Variable	Estimate	Std. Error	z value	p-value
(Intercept)	19.44	1818.23	0.01	0.992
Simple removable appliance (Yes)	1.29	0.61	2.11	0.035
Growth modification appliance (Twin block)	1.99	0.80	2.48	0.013
Growth modification appliance (Head gear)	-1.98	3.16	-0.63	0.531
Growth modification appliance (Face mask)	-0.25	1.46	-0.17	0.863
Growth modification appliance (Other)	-2.74	1.62	-1.70	0.090
Stage of treatment at cessation (Treatment planning)	-17.62	1818.23	-0.01	0.992
Stage of treatment at cessation (Appliance fitting)	-0.12	2688.89	0.00	1.000
Stage of treatment at cessation (Review visits)	-17.61	1818.23	-0.01	0.992
Stage of treatment at cessation (End of active treatment)	-19.30	1818.23	-0.01	0.992
Stage of treatment at cessation (Retention phase)	-20.18	1818.23	-0.01	0.991
Duration of active treatment (6– 12 months)	2.50	1.38	1.81	0.071
Duration of active treatment(1 –2 years)	1.71	1.21	1.42	0.157
Duration of active treatment (2– 5 years)	0.85	1.05	0.81	0.421
Duration of active treatment (>5 years)	-2.70	1.02	-2.66	0.008

Table 4 Model coefficient information of logistic regression reduced model

The AIC, BIC and adjusted R-squared values for both full and reduced logistic regression models are shown in Table 5, where the reduced model had the minimum AIC, BIC and adjusted R-squared values than the full model with all predictor variables. Therefore, the reduced model is selected as the better model when compared with the full model.

Model	AIC	BIC	R-Squared
Full	172.7617	307.2783	0.6682
Reduced	152.6485	208.6971	0.5808

Table 5 AIC, BIC and R-Squared values for the logistic regression full model and reduced model

In both full model and reduced models, the variable duration of active treatment more than 5 years was significant at the level of 2-sided alpha 0.05, implying that high rates of discontinuation of treatment with long-term duration of active treatments. Treatment indicated as extraction of deciduous tooth was also significant for the full model while duration of active treatment in between 6 to 12 months was also significant for the reduced model at the confidence level of 95%. Moreover, patients who were treated with simple removable appliances were more prone to discontinue the treatment.

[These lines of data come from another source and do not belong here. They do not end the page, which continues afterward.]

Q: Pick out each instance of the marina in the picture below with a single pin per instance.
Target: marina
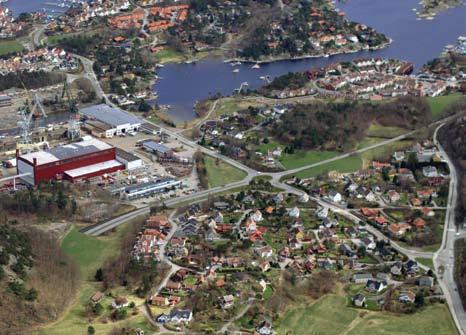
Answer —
(417, 41)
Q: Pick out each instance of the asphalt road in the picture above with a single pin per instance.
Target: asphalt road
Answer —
(444, 257)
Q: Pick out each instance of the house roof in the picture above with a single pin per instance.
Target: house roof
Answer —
(110, 115)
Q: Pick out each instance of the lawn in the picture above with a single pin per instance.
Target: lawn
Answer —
(435, 319)
(426, 261)
(348, 164)
(330, 315)
(169, 56)
(7, 47)
(438, 104)
(383, 152)
(303, 158)
(377, 130)
(90, 253)
(221, 173)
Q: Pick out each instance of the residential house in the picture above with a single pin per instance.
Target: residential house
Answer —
(257, 216)
(227, 301)
(419, 223)
(264, 328)
(97, 297)
(294, 212)
(334, 196)
(407, 297)
(120, 302)
(376, 286)
(362, 278)
(158, 300)
(398, 229)
(429, 171)
(368, 243)
(396, 269)
(182, 315)
(264, 252)
(359, 300)
(426, 281)
(393, 196)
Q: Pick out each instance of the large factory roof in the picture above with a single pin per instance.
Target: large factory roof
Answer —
(87, 170)
(76, 149)
(112, 116)
(156, 147)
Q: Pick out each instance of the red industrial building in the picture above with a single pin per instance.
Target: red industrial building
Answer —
(76, 161)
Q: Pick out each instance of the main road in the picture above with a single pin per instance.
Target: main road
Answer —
(444, 258)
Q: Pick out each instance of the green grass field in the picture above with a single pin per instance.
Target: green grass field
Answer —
(221, 173)
(90, 253)
(348, 164)
(376, 130)
(169, 56)
(438, 104)
(426, 261)
(7, 47)
(330, 316)
(302, 158)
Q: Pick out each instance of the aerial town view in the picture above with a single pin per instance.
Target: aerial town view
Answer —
(285, 167)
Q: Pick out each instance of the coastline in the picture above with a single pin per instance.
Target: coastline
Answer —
(307, 56)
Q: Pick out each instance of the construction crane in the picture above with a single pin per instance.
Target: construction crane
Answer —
(74, 131)
(26, 113)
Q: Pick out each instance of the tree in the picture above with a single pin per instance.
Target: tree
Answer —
(362, 251)
(99, 275)
(419, 300)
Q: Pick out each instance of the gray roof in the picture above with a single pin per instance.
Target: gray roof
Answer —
(156, 147)
(127, 156)
(109, 115)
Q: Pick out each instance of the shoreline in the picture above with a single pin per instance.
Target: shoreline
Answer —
(297, 58)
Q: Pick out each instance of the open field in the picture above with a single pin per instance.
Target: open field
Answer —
(221, 173)
(330, 315)
(377, 130)
(302, 158)
(426, 261)
(7, 47)
(348, 164)
(169, 56)
(383, 152)
(438, 104)
(90, 253)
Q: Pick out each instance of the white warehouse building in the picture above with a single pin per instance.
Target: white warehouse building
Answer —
(117, 121)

Table 6 shows the 10-Fold cross-validation results of the fitted models. Hence, From the results of model validation, we conclude that the the full model has a high predictive ability compared to the reduced models. Further, Random Forest classifier indicated the highest accuracy and specificity. Moreover, Naïve Bayes classifier had the highest sensitivity even though it indicated the lowest accuracy. Probit model classifier indicated the highest Area Under Curve (AUC) while Naïve Bayes classifier showed the least.

Classifier	Sensitivity	Specificity	Accuracy	AUC
Logistic Regression	70.00%	98.148%	94.52%	95.63%
Reduced Logistic Regression	60.00%	97.407%	92.58%	93.30%
Probit Model	70.00%	97.778%	94.19%	95.70%
Reduced Probit Model	57.50%	97.037%	91.94%	93.94%
Naïve Bayes	93.704%	55.00%	88.70%	83.27%
Random Forest	92.50%	99.63%	98.71%	88.38%

Table 6 Sensitivity, Specificity, Accuracy and AUC value of each classifier

Conclusion

Based on the results of this study it can be concluded that the duration of the treatment for dental malocclusion is the main factor significant when predicting the discontinuation of the orthodontic treatment while the factor treatment indicated had a slight effect on the results. The random forest model showed the highest accuracy and highest specificity while the Naïve Bayes model indicated the highest sensitivity on the prediction of discontinuation of the treatment. Thus, the classification-based approach with modern predictive algorithms shows a robust result for orthodontic data.

Acknowledgments

Authors wish to acknowledge the support from the Faculty of Dental Sciences, University of Peradeniya for data collection and granting us access to utilize data for statistical modelling.